Poland will seek the arrest and extradition of a Minnesota man exposed by The Associated Press as a former commander in an SS-led unit that burned Polish villages and killed civilians in World War II, prosecutors said Monday.
Prosecutor Robert Janicki said evidence gathered over years of investigation into U.S. citizen Michael K. confirmed “100 percent” that he was a commander of a unit in the SS-led Ukrainian Self Defense Legion.
He did not release the last name, in line with Poland’s privacy laws, but the AP has identified the man as 98-year-old Michael Karkoc, from Minneapolis.
“All the pieces of evidence interwoven together allow us to say the person who lives in the U.S. is Michael K., who commanded the Ukrainian Self Defense Legion which carried out the pacification of Polish villages in the Lublin region,” Janicki said.

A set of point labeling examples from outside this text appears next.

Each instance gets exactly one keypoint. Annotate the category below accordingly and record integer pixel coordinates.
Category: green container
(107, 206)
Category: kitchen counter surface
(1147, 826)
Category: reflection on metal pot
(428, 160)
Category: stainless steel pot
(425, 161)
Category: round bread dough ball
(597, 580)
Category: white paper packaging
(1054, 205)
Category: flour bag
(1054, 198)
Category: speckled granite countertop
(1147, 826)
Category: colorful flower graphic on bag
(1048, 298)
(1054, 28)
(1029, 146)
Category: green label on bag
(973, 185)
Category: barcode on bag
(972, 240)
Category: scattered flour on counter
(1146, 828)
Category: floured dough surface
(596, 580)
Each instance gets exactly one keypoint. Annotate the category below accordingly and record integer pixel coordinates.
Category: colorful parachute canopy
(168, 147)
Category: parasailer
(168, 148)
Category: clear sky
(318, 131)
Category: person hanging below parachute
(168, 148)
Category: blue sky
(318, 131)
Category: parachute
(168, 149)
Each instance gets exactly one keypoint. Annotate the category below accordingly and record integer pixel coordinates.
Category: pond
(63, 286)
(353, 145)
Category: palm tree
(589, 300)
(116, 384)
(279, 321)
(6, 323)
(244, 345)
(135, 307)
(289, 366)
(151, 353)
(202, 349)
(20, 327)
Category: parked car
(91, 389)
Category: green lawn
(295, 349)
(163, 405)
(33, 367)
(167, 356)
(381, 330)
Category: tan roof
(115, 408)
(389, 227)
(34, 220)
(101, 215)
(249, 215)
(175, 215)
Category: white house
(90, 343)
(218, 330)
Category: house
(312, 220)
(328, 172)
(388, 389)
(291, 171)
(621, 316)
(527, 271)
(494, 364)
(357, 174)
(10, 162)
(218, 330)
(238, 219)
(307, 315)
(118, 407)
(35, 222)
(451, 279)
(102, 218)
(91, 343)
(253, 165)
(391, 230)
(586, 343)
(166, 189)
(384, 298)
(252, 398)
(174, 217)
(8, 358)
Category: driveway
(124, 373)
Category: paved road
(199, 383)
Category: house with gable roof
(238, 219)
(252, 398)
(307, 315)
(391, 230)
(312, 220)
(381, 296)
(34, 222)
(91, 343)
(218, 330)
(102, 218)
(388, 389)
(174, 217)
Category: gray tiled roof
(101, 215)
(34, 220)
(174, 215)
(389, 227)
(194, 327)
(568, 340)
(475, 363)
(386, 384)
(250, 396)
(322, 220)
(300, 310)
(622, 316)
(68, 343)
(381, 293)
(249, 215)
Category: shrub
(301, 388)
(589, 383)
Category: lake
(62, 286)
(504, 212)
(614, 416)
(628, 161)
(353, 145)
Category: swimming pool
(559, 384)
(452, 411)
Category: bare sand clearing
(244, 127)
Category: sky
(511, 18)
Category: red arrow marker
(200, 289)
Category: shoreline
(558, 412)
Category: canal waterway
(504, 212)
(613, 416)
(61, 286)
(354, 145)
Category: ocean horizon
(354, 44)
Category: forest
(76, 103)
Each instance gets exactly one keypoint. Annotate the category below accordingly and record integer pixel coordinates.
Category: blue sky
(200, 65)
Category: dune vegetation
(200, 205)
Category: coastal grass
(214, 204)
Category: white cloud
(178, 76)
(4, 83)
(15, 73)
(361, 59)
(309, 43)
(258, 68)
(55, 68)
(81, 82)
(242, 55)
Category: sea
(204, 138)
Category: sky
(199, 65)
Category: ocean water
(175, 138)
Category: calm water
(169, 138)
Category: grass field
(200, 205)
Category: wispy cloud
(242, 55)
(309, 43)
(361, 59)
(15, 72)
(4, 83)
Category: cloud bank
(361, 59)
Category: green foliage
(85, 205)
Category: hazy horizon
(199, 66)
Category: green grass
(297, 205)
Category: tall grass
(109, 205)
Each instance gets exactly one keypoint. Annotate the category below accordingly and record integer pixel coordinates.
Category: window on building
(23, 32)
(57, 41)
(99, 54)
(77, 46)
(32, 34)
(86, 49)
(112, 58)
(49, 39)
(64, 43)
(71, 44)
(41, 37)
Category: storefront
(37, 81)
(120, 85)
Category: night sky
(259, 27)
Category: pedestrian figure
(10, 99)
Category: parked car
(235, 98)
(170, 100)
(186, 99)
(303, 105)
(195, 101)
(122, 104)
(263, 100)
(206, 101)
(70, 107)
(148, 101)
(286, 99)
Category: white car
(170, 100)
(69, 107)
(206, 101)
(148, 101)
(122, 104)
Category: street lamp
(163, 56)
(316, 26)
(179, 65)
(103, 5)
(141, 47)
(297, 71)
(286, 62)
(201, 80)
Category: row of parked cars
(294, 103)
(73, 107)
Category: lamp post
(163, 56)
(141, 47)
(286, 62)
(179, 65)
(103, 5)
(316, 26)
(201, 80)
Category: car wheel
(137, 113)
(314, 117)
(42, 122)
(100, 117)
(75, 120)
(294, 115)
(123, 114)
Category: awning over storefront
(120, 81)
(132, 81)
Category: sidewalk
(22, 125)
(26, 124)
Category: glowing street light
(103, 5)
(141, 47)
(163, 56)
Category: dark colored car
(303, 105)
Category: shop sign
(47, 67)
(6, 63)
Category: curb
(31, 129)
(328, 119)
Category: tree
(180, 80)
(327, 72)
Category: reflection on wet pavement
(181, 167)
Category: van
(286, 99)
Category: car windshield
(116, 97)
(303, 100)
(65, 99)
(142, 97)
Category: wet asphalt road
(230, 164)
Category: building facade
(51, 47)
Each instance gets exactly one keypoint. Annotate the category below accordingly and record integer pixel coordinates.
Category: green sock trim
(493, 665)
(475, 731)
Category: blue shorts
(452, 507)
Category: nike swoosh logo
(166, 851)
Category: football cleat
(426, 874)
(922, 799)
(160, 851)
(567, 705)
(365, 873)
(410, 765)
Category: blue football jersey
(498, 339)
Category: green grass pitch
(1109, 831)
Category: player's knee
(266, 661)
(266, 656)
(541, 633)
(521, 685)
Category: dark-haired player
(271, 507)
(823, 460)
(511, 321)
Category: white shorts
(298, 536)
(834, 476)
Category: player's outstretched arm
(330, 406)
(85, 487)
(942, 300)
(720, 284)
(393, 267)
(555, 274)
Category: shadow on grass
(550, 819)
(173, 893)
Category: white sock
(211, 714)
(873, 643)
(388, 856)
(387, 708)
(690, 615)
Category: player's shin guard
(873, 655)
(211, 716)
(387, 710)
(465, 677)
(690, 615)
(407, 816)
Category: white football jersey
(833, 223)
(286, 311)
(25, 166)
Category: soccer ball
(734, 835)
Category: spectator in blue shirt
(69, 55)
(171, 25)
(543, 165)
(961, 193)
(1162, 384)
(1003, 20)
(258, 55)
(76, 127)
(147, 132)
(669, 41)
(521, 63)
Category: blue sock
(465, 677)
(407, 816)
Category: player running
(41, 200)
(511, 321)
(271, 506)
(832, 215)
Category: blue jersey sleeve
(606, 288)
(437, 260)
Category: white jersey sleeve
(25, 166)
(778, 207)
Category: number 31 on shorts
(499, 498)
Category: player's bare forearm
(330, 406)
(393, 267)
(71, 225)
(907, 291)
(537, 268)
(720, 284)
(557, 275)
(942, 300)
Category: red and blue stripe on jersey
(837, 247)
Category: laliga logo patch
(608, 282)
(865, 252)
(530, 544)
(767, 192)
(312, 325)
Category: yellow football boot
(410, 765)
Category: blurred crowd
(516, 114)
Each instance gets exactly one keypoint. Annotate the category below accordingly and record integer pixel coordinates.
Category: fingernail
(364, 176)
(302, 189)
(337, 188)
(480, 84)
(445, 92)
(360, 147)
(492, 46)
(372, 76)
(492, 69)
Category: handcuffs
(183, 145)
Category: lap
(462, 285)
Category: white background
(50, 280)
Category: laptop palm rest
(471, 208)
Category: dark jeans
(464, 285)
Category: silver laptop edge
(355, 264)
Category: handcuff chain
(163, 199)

Stories like these remind us that there was another war – a war within a war, and a war after the war – as bitter and bloody as the main clash of armed titans but far less known in the West. Between 1943 and well into the late 1940s it took some million lives, mostly Polish, Ukrainian, Belorussian, the Balt, but also Serb and Croat. It wasn’t as much as a civil war as an ethnic war with political overtones. It was a war of revenge – for the past few years, and in some cases, for the past few hundred years – often stoked and encouraged by either (or both) the Germans and the Russians, but largely with a life of its own. Poles, Ukrainians and the people of the Baltic states fought against the Soviets, Poles and Ukrainians fought against each other over who would control Poland’s eastern Marches (Kresy, where my families originally come from), communist Serbs fought against fascist or simply anti-communist fellow Serbs and Croats.
The investigations in Germany and Poland began after AP’s story in June 2013, which established Karkoc was a commander of the unit and then lied to American immigration officials to get into the United States a few years after the war.
A second report uncovered evidence that Karkoc himself ordered his men in 1944 to attack a Polish village in which dozens of civilians were killed, contradicting statements from his family that he was never at the scene…
Other eyewitness accounts, both from villagers and members of Karkoc’s unit, corroborated the testimony that the company set buildings on fire and gunned down more than 40 men, women and children.
The history of the Second World War is much darker than what you get from watching “Saving Private Ryan” or “The Band of Brothers”, as wonderful as these shows are. Most of us in the West with even a smattering of historical interest deep down understand that reality but we have not been sufficiently confronted by it. It’s a gap in the popular culture, perhaps too disturbing to fill.